| Literature DB >> 30034925 |
Rui Zhang1, Sisi Ma2, Liesa Shanahan3, Jessica Munroe3, Sarah Horn4, Stuart Speedie5.
Abstract
Cardiac Resynchronization Therapy (CRT) is an established pacing therapy for heart failure patients. The New York Heart Association (NYHA) classification is often used as a measure of a patient's response to CRT. Identifying NYHA class for heart failure patients in an electronic health record (EHR) consistently, over time, can provide better understanding of the progression of heart failure and assessment of CRT response and effectiveness. However, NYHA is rarely stored in EHR structured data such information is often documented in unstructured clinical notes. In this study, we thus investigated the use of natural language processing (NLP) methods to identify NYHA classification from clinical notes. We collected 6,174 clinical notes that were matched with hospital-specific custom NYHA class diagnosis codes.
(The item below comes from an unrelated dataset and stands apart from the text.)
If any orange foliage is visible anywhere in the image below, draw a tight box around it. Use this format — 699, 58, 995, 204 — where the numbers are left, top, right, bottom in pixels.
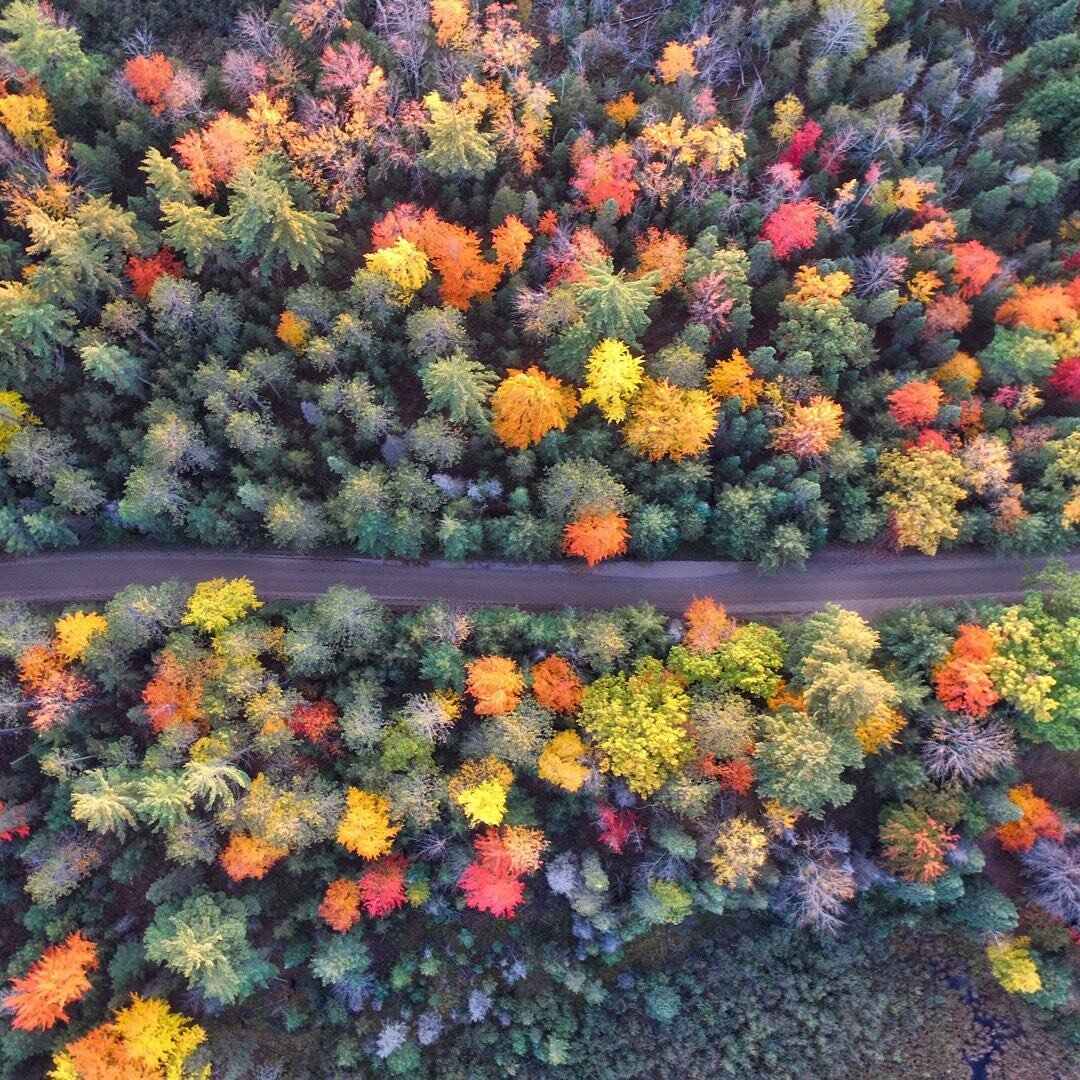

Machine-learning based methods performed similar with a rule-based method. The best machine-learning method, support vector machine with n-gram features, performed the best (93% F-measure). Further validation of the findings is required.Entities:
Keywords: Clinical Notes; Electronic Health Records; Natural Language Processing; New York Heart Association (NYHA)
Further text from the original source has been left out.